Tired of playing online solitaire at work? Why not try Klondike: The Lost Expedition?

It’s one of those trending online and mobile games which you can play alone, with friends or with random inhabitants of the internet.

Or, in the words of Klondike’s marketing department, “Face a challenging task of turning a deserted valley into a beautiful and flourishing farm. … Become the best farmer and gold miner of the Far North! You won’t be alone on your journey: hire your friends and locals to help you in this task and get ready for your exciting trips to other lands of Klondike.”

The game is designed to be addictive. You start with a mining pick, a rock that promises gold, some chickens and a cow. Within five minutes, an indigenous friend named Dull Echo wearing a parka in the summer was giving me tips and I had chopped down my first tree. Once you get enough resources, you can set off on expeditions including finding your father, who went missing on his own Klondike prospecting trip.

The game quickly asked me to invite friends to play, and dangled intriguing mysteries. “Why has father disappeared? Where does gold come from really? What otherworldly mysteries lurk in the faraway lands?”

The game is slick and has impressive visuals. Never mind that we don’t have raccoons and my farm looked a bit more like jungle than a spruce forest. The depiction of First Nations people is stereotypical in the extreme, complete with teepees. The developers definitely didn’t get the memos about de-colonization or how to apply to YESAB before cutting swathes of firewood. Nor were the branding experts at the tourism department looped in. The image of the Klondike the game projects is a weird combination of Call of the Wild, the wild west and Indiana Jones.

So, which Yukon game designers and coders are behind Klondike?

Actually, in an impressive display of globalization in action, the companies behind the game include Plarium in Israel and Plinga in Berlin. Plarium boasts 390 million gamers worldwide and coding centres from Michigan to Krasnodar, Russia.

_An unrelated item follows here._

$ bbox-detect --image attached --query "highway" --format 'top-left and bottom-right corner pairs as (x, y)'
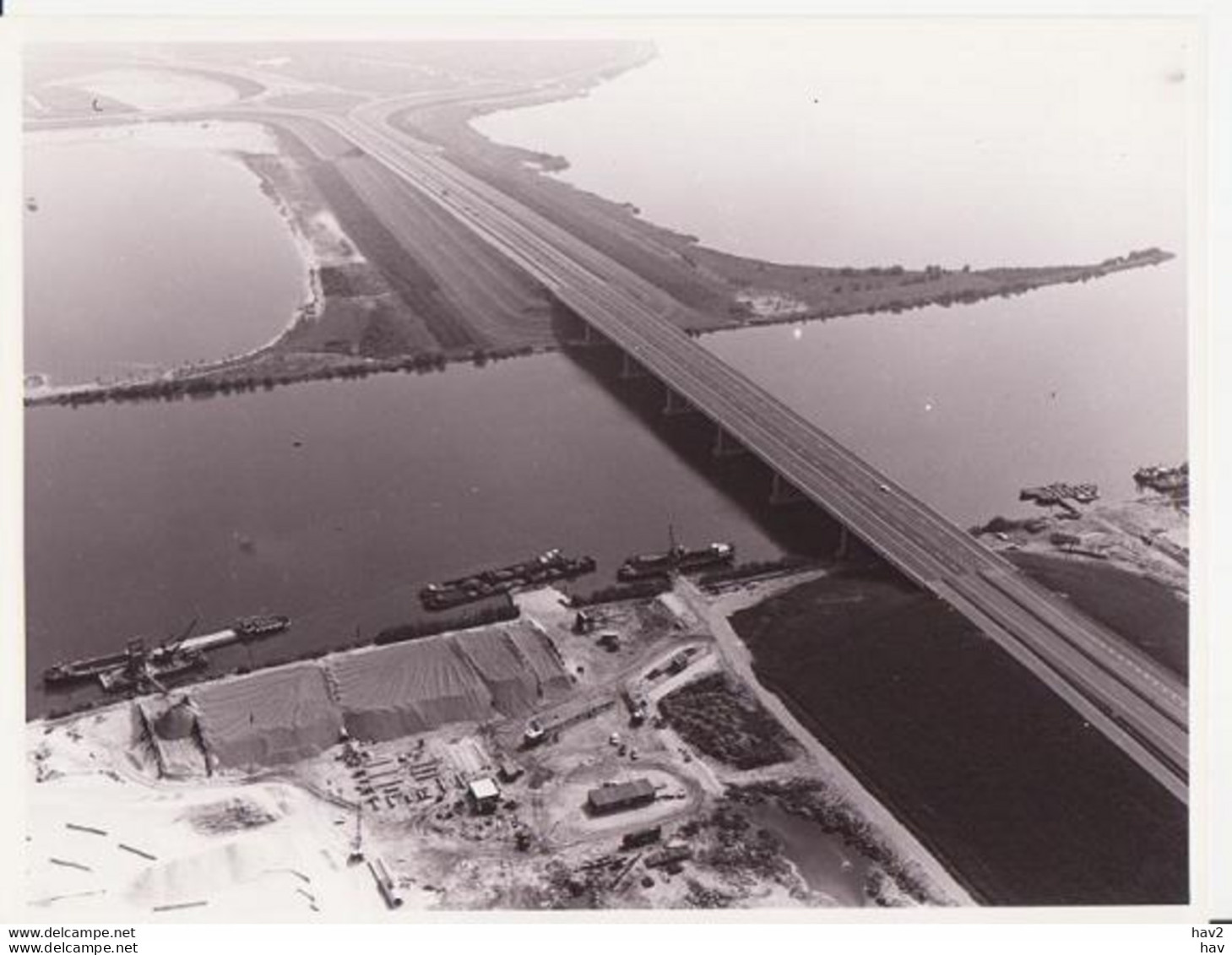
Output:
(317, 100), (1189, 802)
(27, 79), (1189, 802)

There are almost certainly more people playing virtual Klondike right now than living in the real place.

You can add this to the list of ice cream bars, boots and 4x4 vehicles using the Klondike or Yukon brand without Yukoners getting any benefit. Given Plarium’s global reach, it is probably taking the Klondike brand to people in countries where they’ve never heard of a Klondike bar or Yukon XL sport utility vehicle.

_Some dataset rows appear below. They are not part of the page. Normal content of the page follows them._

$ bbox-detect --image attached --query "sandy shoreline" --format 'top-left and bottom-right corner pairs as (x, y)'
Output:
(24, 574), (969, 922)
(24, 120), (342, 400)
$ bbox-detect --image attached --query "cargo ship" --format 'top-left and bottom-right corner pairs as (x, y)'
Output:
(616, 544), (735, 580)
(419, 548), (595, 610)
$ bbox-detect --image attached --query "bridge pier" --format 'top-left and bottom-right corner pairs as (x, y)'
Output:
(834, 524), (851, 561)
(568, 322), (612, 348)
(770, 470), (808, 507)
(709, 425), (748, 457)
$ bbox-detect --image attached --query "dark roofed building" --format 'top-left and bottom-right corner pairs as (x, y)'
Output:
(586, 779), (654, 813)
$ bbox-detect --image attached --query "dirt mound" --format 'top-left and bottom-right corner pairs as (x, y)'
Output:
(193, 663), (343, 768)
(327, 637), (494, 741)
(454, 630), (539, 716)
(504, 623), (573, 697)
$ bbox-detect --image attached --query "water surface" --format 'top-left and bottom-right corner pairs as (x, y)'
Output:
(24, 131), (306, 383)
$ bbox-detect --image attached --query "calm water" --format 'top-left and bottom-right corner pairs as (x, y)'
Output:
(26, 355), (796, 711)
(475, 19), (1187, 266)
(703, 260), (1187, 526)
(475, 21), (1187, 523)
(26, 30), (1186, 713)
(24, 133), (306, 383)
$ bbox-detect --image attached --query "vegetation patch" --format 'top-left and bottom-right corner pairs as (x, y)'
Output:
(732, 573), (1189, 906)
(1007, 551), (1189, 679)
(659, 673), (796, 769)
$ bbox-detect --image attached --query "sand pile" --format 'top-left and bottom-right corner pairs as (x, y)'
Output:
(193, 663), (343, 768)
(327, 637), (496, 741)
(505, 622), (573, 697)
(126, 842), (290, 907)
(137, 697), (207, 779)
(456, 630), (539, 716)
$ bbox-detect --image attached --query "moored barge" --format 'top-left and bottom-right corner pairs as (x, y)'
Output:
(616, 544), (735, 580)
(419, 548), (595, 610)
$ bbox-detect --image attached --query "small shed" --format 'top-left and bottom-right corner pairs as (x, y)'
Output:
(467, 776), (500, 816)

But think about it. If coders in Krasnodar can make games about the Klondike, then we could make games about Krasnodar. Or anything else.

This is easier than you think. Instead of needing an army of coders to create your virtual world like in the old days, there are platforms such as Unreal Engine or Amazon Lumberyard. You come up with the game concept, and they make it relatively easy to create a game. You can drag and drop trees, husky dogs, dragons, mineshafts and volcanoes wherever you want. It’s kind of like making your own website with Squarespace. It may look similar to everyone else’s website, but it’s a lot easier than learning HTML yourself.

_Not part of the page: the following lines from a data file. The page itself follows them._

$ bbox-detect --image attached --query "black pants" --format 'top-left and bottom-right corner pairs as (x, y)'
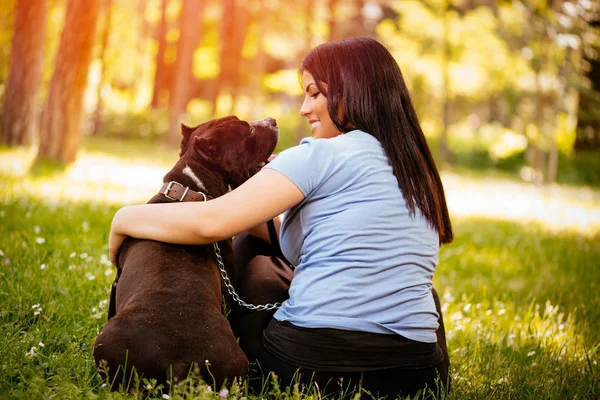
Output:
(229, 234), (449, 399)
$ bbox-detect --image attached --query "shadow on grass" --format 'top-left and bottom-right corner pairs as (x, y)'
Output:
(29, 159), (70, 179)
(436, 218), (600, 346)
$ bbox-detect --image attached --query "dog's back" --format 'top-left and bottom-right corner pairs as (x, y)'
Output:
(94, 116), (279, 388)
(94, 239), (248, 387)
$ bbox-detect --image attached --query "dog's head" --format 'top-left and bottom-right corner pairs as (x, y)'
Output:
(165, 116), (279, 194)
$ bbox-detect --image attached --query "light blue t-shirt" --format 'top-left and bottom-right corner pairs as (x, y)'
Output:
(265, 130), (439, 343)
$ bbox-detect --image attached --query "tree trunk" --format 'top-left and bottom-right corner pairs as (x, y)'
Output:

The possibilities are endless. You could have a game where you are a mining CEO trying to get your mine through the YESAB process, dodging lawsuits, protests and volatile mineral prices. Or how about City Council, where you try to find food banks and charities in your town and hit them with property taxes? Or how about Transfer Payment, where you try to spray an ever increasing stream of money over a restive population to win the next election?

Some very good plays have come out of day-long playwriting sprints. I suggest we do the same for digital games.

Plarium’s office in Krasnodar has grown from 50 people in 2009 to around 500 now, and currently has 25 openings.

It’s a reminder that the idea of remotely working from the Yukon is an increasingly mainstream idea, whether for individuals, small teams or entire offices.

We can offer an excellent lifestyle, low taxes and pretty good internet.

If we can get the cost of housing under control and do some creative marketing, we might have a strategy to play a game the Yukon has been playing with mixed results for 50 years: Economic Development.

Keith Halliday is a Yukon economist, author of the Aurore of the Yukon youth adventure novels and co-host of the Klondike Gold Rush History podcast. He is a Ma Murray award-winner for best columnist.